I find it delightful that you ported a hacking simulator to a device so well suited for actual cracking, like a love letter to the practice itself. I enjoyed reading the article.
Did you manage to find anything to do with the R-01? The idea of switching architectures as easily as other computers switch hard drives makes me salivate, but I haven’t seen any single practical task that is fulfilled better by the R-01 than by the CM4. I want RISC-V, but I also want to be able to continue visiting this forum.

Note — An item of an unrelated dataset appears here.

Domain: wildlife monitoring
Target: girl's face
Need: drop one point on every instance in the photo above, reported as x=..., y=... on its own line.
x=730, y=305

It may be too early to tell if this device will be well-supported by the community. The Linux drivers it needs aren’t mainline and look a little annoying to bring over to each kernel version. Nobody has an operating system besides Linux running on a uConsole (though, to be fair, OpenBSD is lousy on a CM4, NetBSD doesn’t support hardware video decoding, and 9front wouldn’t accept input even when I got it to boot on here, so it would be an uphill struggle without much reward). I have yet to see a commercially available mainboard or battery board replacement either, though we are very close. Spare parts are only available by request to ClockworkPi. None of these are dealbreakers whatsoever and personally I never really run into them, but I am a little worried about how I’ll manage to keep this thing running until I die or a better replacement comes out.
Thank you for the kind words, I appreciate it! That was indeed the idea, I just loved the aesthetic of running a hacking simulator on such a device.
No, I haven’t really found a great application for the R-01. I could see it being quite useful as a terminal-only machine, or if all you wanna do is SSH into something. It can work well there. But even the diminutive CM3 I am using is so much more powerful, being able to use an actual browser makes a huge difference.
As for support in the future, I’m optimistic! Electronics like these don’t really ‘break’ over time - I haven’t seen any electrolytic capacitors that could expire on these boards. And I think that there are enough of these around for spare parts, if you’re willing to buy a few of them.
And old Linux is still Linux, a great operating system. I’ve worked plenty with older kernels in my job and it doesn’t make a massive difference. Sure, there will be limitations, but I’d be perfectly happy to always use Debian Trixie on my uConsole.